John Folk-Williams says
Thanks, Judy –
That’s an excellent description and confirms what I’ve been learning from reading Yapko’s book. Given your experience, I’m sure you’d get a lot out of it. What you describe is quite similar to his approach. I’m disappointed that I can’t find a video online in which he explains or demonstrates his method – just a few in which he briefly explains the training he offers (and several on depression that don’t refer to hypnotherapy). Unfortunately, a lot of videos that other therapists have made focus on the speed of getting someone into a hypnotic state – too much like a stunt, with no explanation of therapeutic goals for the client.
John
Evan says
It makes good sense to me in some ways. In some ways I think they are opposites.
The kind of awareness I am interested in is increasing the precision and expanding the breadth of my awareness.
Hypnosis/trance can be very useful. People in trance do amazing things and demonstrate the power of suggestion (showing signs of burning when touched by something they are told is on fire and so on). However trance is the opposite of the kind of awareness that I am interested in.
People I know who use hypnotherapy say they use it to enhance awareness not limit it. I think they may mean that they draw attention to some aspect of the person’s experience and increase the awareness of how this fits into their life.
Dissociation. We have a primary experience and can observe this. There is a gap between our (primary) experience and our ability to reflect on it. This is dissociation in one sense. We also dissociate under shock – which is often helpful I think. My biggest problem with dissociation in depression and so on is that it tends to happen ‘automatically’ – we don’t feel we have control of the process.

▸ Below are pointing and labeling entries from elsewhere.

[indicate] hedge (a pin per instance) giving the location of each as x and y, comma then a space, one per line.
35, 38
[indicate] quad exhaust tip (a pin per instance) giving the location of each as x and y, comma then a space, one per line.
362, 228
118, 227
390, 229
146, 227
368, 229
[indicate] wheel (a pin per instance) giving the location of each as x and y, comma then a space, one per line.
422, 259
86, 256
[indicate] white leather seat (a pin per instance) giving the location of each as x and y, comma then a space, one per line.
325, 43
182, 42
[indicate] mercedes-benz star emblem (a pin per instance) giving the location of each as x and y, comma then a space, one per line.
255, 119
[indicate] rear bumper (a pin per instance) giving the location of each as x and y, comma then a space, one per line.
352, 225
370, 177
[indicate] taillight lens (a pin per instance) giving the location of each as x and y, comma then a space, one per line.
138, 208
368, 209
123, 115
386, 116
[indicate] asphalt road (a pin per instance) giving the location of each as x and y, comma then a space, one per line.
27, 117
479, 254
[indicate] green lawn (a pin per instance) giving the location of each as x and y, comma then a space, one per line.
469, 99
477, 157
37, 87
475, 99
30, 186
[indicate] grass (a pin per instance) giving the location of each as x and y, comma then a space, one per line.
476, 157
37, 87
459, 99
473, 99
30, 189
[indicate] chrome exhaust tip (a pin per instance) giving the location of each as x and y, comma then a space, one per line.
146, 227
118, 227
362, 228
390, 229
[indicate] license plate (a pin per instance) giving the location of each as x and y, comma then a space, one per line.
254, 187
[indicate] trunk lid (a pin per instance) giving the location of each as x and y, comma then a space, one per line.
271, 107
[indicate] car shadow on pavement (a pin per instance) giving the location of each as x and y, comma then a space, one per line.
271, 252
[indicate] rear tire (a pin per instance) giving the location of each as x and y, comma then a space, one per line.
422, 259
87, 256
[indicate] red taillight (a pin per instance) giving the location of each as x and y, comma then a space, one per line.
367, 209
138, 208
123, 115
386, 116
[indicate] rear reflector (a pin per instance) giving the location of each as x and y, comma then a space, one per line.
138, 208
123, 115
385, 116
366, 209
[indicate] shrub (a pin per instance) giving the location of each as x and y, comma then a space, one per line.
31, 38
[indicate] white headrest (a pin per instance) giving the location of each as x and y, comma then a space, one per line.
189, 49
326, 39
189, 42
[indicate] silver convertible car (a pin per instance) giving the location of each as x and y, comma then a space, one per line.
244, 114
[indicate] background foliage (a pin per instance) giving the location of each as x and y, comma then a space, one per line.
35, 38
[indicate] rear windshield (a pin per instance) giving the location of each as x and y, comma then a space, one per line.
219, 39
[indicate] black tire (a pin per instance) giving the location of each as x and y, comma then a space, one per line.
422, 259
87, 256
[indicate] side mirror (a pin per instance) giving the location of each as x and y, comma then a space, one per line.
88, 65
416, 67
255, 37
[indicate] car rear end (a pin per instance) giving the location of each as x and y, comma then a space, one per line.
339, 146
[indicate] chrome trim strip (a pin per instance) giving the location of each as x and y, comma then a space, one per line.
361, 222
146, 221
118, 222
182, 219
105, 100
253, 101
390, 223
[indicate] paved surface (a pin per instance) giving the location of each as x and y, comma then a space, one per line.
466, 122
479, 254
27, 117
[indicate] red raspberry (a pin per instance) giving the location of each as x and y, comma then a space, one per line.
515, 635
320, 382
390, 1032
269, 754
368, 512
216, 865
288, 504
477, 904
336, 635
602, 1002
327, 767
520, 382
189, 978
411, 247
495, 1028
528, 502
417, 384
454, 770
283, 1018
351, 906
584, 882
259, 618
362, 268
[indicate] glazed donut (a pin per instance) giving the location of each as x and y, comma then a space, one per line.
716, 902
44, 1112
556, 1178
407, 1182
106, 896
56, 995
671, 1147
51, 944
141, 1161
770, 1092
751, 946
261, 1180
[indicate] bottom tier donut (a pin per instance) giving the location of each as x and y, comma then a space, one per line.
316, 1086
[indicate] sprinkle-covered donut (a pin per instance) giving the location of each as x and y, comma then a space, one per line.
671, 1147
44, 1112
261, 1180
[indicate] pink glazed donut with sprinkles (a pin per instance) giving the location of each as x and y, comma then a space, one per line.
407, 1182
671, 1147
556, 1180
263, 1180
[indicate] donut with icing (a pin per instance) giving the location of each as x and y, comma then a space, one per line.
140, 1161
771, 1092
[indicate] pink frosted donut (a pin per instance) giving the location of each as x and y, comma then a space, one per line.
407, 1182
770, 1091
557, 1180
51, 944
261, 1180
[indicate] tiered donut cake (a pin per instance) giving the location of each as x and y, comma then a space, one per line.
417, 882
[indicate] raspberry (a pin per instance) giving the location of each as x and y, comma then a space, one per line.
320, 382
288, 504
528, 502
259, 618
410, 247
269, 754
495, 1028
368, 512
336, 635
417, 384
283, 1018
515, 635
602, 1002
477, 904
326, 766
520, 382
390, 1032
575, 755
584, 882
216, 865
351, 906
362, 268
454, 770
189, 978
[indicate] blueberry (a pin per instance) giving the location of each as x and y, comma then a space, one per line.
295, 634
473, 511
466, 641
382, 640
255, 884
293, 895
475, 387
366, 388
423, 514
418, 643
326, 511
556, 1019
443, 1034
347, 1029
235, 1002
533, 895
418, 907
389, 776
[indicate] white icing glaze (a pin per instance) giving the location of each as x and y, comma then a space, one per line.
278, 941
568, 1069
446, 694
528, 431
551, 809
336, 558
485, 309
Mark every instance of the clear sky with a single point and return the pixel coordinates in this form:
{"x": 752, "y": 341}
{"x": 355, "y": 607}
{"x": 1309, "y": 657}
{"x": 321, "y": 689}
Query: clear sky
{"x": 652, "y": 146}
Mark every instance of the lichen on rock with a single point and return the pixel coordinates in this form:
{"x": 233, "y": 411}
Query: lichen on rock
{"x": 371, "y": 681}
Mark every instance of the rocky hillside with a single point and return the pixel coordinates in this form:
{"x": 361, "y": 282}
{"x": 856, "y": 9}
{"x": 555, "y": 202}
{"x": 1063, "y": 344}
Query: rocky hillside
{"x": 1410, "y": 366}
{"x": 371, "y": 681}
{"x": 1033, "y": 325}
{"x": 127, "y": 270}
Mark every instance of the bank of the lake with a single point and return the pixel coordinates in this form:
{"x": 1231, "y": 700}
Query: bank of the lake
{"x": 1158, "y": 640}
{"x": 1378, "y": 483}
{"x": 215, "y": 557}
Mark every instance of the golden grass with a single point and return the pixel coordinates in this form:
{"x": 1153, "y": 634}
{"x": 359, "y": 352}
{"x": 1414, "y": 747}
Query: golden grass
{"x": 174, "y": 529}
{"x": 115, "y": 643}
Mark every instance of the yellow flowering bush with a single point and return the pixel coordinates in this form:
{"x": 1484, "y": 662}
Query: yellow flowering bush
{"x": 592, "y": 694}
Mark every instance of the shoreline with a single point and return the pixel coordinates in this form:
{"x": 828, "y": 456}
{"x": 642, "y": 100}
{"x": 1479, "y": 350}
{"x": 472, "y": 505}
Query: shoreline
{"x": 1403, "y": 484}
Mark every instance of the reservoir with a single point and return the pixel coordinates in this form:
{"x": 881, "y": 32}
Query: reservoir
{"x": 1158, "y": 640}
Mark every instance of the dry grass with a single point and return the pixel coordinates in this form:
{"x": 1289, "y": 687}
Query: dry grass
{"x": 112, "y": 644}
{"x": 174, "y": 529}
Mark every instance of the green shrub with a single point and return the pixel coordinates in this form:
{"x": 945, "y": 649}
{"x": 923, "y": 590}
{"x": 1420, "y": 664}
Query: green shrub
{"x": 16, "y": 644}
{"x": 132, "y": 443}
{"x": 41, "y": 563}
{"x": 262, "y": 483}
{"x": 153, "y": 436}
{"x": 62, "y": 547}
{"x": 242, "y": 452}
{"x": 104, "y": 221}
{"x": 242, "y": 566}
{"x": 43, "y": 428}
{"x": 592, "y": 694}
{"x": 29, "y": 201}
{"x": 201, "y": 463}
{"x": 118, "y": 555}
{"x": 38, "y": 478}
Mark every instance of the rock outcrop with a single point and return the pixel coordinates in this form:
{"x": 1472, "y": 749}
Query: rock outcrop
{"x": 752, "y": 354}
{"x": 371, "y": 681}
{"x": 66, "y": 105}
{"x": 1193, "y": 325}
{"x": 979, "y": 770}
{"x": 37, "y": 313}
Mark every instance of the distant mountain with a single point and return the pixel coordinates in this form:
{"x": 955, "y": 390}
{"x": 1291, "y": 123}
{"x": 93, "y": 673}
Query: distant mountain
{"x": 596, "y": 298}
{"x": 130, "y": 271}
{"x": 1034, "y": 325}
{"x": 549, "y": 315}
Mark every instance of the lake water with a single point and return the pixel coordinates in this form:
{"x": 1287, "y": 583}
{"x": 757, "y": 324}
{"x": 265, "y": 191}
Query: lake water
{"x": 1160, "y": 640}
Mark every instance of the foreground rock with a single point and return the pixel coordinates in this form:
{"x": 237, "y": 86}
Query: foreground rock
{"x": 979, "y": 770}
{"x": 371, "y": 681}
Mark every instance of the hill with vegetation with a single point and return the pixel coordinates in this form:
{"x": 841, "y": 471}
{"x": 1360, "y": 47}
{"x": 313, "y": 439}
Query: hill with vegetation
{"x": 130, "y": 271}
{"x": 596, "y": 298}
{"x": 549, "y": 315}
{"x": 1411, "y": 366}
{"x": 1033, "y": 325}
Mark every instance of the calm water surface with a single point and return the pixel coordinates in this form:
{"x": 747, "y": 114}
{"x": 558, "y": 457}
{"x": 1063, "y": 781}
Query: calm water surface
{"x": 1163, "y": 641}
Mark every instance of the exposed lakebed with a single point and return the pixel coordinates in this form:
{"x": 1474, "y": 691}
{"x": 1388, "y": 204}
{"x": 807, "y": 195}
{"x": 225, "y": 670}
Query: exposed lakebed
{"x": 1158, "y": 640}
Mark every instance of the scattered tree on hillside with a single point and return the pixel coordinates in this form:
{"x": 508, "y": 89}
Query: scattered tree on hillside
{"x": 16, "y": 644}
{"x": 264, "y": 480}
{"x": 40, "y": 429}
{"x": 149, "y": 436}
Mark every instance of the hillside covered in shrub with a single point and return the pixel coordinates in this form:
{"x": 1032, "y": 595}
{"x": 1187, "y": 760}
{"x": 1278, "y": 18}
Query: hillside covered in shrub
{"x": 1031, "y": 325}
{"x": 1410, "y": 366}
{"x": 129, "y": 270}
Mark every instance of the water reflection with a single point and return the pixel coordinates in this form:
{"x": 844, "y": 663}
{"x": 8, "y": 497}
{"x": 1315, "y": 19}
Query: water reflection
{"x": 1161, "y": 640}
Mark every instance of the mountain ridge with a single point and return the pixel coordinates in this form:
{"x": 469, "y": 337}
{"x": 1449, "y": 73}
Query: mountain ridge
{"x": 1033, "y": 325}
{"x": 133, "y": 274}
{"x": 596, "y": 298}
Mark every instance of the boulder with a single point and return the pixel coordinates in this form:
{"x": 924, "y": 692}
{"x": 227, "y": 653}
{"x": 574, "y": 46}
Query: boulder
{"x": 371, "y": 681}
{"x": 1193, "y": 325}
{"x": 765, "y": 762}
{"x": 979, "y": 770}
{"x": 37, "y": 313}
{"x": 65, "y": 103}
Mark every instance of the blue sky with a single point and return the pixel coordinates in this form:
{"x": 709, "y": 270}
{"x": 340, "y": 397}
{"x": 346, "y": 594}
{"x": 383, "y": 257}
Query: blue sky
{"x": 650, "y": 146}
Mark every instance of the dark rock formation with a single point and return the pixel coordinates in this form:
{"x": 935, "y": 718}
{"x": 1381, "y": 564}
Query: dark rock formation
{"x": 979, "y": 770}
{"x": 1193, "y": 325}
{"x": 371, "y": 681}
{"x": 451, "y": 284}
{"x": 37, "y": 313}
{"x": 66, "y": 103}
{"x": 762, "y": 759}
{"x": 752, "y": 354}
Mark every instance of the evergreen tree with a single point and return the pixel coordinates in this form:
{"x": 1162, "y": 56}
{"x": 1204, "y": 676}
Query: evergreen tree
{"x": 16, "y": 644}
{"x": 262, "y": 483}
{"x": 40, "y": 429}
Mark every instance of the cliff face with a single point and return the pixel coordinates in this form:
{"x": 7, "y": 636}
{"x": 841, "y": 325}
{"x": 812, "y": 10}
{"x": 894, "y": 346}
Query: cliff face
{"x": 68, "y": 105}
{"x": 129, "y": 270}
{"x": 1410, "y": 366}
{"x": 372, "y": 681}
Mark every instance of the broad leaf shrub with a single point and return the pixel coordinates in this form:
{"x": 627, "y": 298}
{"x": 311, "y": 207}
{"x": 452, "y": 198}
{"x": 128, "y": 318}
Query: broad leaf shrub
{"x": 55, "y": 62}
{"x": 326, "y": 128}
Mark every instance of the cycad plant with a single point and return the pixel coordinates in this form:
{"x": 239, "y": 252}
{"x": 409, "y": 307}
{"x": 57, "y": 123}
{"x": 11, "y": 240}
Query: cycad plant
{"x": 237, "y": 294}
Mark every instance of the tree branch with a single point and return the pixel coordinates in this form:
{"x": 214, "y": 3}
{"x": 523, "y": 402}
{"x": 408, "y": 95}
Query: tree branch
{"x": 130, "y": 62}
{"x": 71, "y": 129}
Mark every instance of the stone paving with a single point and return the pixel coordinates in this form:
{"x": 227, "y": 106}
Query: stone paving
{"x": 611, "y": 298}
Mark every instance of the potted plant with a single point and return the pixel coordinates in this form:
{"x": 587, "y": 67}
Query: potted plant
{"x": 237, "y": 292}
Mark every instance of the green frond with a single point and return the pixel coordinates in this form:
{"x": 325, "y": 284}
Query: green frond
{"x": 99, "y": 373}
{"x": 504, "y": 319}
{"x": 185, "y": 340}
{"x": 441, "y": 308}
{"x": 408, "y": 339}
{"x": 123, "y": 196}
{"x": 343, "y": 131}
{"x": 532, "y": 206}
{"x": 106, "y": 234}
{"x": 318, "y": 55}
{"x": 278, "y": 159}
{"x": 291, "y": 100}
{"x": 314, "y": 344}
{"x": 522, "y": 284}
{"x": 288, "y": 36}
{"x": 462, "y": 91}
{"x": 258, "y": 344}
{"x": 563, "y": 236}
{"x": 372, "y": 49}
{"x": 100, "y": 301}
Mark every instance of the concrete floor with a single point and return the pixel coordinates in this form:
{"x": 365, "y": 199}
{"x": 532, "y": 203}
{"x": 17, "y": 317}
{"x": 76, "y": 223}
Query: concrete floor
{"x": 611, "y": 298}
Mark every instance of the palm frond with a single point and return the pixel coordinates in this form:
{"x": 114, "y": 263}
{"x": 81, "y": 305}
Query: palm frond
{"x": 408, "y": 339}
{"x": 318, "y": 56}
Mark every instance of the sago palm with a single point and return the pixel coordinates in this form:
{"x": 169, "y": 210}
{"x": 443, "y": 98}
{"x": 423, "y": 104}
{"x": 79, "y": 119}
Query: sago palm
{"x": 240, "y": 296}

It is an interesting connection I think
John Folk-Williams says
Hi, Evan –
I urge you to read Yapko’s new book. It’s by far his best, and his description of hypnotherapy begins with the same kind of awareness that’s cultivated in mindful meditation. The difference, as he explains it, is that hypnotherapy works one-on-one to adapt the method to the specific need for change that the client has. It provides structure but in a permissive, suggestive way to elicit the active engagement of the client in working with the therapist. I’m putting up the post about it tomorrow, and I’ll be interested to hear what you think. You have a great way of differentiating the forms of dissociation. You’re quite right about depression – dissociating is just another form of being lost and out of control.
John
Wendy Love says
Yes the comparision of meditation and hypnosis makes sense to me, at least the way you have described it. I like you am doubtful about hypnosis and would probably not be willing to volunteer. But I did like the way you described mindfulness and I believe it is a great strategy for depression management.
John Folk-Williams says
Hi, Wendy –
I’m about to post the next installment on a hypnotherapy session. Michael Yapko seems to have a very sensitive approach. He really combines the awareness and acceptance of mindfulness with the goal-orientation of psychotherapy. His version of hypnosis has little to do with the classic idea – and myth, as he would say – about hypnotism as making someone subservient to your will.